Detailed Notes on Hashing and Hash Tables

Previous discussion focused on binary search trees as an efficient way to implement sets/maps.
Hashing provides another efficient approach which can outperform search trees.

When implementing collections, order can be determined by:
- Addition/Removal Order: Used in stacks, queues, and lists.
- Value Comparison: Used in ordered lists and search trees.
Hashing determines the location of an item via a hash function, storing elements in a hash table.
Cells/Buckets: The locations in the hash table where elements are stored.
Operations using hashing are expected to be O(1) due to direct computation of locations.

A simple example uses the first letter of names to map them to an index.
Key Concepts:
- Hash Table: Storage structure that uses a hashing function to determine the position of entries.
- Collision: Occurs when two keys map to the same location in a hash table.
- Perfect Hashing Function: A function that maps every key to a unique location in the table.
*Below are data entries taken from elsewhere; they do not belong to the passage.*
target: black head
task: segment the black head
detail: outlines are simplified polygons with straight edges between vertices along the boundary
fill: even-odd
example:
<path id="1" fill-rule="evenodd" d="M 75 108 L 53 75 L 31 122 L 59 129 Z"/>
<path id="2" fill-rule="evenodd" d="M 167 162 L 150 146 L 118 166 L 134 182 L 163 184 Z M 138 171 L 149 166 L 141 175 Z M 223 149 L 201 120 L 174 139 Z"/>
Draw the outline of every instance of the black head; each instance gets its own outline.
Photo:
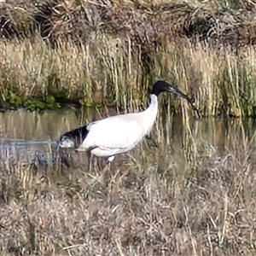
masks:
<path id="1" fill-rule="evenodd" d="M 191 99 L 187 95 L 179 90 L 177 88 L 174 87 L 173 85 L 168 84 L 164 80 L 158 80 L 154 83 L 151 90 L 151 94 L 154 94 L 156 96 L 158 96 L 161 92 L 164 91 L 172 92 L 179 96 L 180 97 L 186 99 L 189 102 L 189 103 L 192 106 L 192 108 L 197 112 L 197 114 L 200 116 L 198 109 L 194 106 L 194 99 Z"/>

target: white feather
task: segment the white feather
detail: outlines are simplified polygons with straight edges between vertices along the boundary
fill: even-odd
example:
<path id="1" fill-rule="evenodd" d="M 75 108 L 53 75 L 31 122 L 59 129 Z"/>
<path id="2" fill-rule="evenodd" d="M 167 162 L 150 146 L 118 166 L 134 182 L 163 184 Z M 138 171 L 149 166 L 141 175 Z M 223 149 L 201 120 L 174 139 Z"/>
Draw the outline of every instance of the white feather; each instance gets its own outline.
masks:
<path id="1" fill-rule="evenodd" d="M 108 157 L 133 148 L 154 125 L 157 96 L 151 95 L 150 99 L 149 107 L 143 112 L 115 115 L 89 124 L 89 133 L 78 150 L 93 148 L 91 154 Z"/>

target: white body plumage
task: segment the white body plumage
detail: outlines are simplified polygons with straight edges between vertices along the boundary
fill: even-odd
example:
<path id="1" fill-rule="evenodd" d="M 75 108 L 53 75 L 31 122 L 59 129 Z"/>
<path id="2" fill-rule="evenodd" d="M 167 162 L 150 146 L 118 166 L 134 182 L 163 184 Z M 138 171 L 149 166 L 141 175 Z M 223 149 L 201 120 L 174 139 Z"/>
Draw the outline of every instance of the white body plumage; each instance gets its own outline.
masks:
<path id="1" fill-rule="evenodd" d="M 68 131 L 61 137 L 60 147 L 90 151 L 112 161 L 115 154 L 128 152 L 149 133 L 157 115 L 158 96 L 163 91 L 185 98 L 198 113 L 188 96 L 166 81 L 159 80 L 153 86 L 150 104 L 146 110 L 111 116 Z"/>
<path id="2" fill-rule="evenodd" d="M 157 96 L 150 95 L 150 105 L 143 112 L 111 116 L 92 122 L 88 134 L 77 150 L 90 150 L 91 154 L 108 157 L 133 148 L 152 129 L 158 110 Z"/>

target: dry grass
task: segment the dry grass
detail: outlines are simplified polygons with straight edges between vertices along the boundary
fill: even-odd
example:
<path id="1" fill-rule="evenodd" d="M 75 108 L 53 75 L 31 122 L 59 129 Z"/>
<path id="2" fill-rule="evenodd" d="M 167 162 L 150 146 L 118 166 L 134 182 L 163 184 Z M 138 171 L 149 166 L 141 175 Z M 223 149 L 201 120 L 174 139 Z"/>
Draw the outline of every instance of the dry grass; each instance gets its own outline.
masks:
<path id="1" fill-rule="evenodd" d="M 228 2 L 147 3 L 3 4 L 0 105 L 50 95 L 127 109 L 165 79 L 194 96 L 203 115 L 255 116 L 253 1 L 228 10 Z"/>
<path id="2" fill-rule="evenodd" d="M 1 255 L 254 255 L 253 123 L 175 124 L 161 114 L 160 147 L 111 173 L 89 173 L 86 158 L 2 166 Z"/>

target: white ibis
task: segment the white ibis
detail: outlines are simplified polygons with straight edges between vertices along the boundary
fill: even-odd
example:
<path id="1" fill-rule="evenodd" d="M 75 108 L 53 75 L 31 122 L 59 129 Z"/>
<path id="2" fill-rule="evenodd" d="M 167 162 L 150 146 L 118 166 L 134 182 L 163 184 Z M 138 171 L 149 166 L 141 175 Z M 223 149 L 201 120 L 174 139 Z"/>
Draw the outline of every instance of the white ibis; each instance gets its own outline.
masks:
<path id="1" fill-rule="evenodd" d="M 108 158 L 108 163 L 112 162 L 116 154 L 127 153 L 149 133 L 157 115 L 158 96 L 164 91 L 185 98 L 199 114 L 191 98 L 166 81 L 159 80 L 153 85 L 150 104 L 146 110 L 108 117 L 70 131 L 61 137 L 59 146 L 90 152 Z"/>

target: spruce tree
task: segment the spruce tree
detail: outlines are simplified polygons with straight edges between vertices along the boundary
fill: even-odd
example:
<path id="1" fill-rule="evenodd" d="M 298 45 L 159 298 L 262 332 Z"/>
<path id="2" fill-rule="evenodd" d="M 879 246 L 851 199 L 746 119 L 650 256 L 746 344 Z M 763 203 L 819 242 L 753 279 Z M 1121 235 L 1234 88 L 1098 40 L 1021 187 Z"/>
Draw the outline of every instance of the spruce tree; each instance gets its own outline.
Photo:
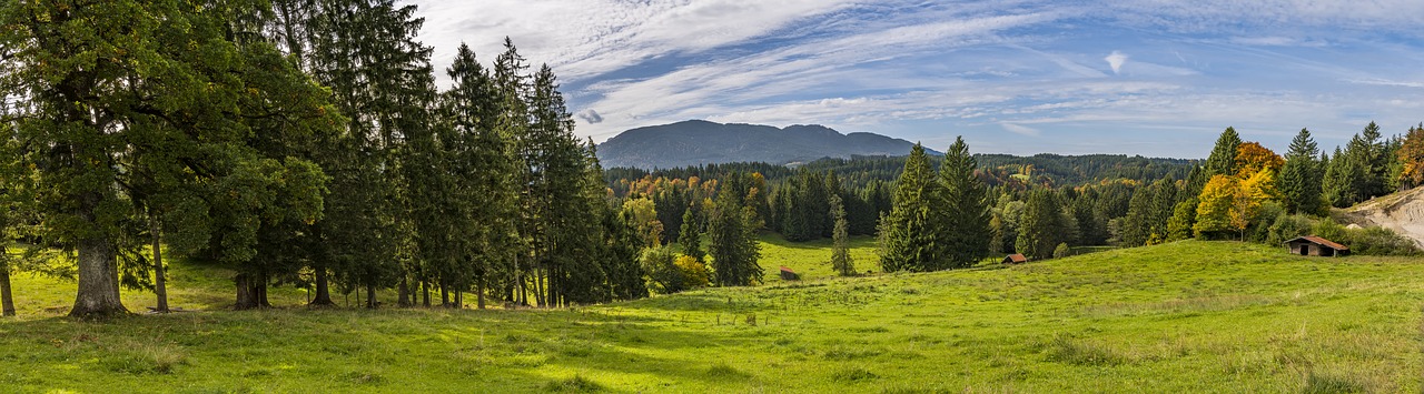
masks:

Table size decisions depend on data set size:
- Use the same size as the data set if perfect hashing is possible.
- If not perfect but data size is known, a common approach is to set the table to 150% of the data size.
- If data size is unknown, dynamic resizing is utilized by creating a larger table and rehashing existing elements.

Not all hashing functions need to be perfect; a good function results in O(1) access.
Some common methods to create a hashing function:
- Extraction: Uses part of a value (e.g., the first letter of a string).
- Division Method: Uses the remainder of the key divided by a number p to get an index.
- Defined as: $Hashcode(key) = Math.abs(key) \bmod p$
- Using prime numbers for p generally leads to better key distribution.
- Folding Method: Combines parts of the key to form an index.
- Mid-Square Method: Squares the key and extracts middle digits for the index.
- Radix Transformation Method: Converts key to another numeric base and applies the division method.
- Digit Analysis Method: Uses specific digits from a key to form the index, allowing manipulation techniques (like reversal).
- Length-Dependent Method: Combines key length and value for indexing.

Deletion handling depends on the collision resolution method:
- Chaining: Direct removal from lists at each table cell.
- Open Addressing: Marking elements as deleted rather than physically removing them to preserve search capability.

Hashing stores elements in a hash table determined by a hashing function.
Collisions occur when keys map to the same location.
Effective hashing functions ensure efficient distribution and recovery from collisions.
Java provides several implementations of hash tables in its Collections API, which are important for practical applications.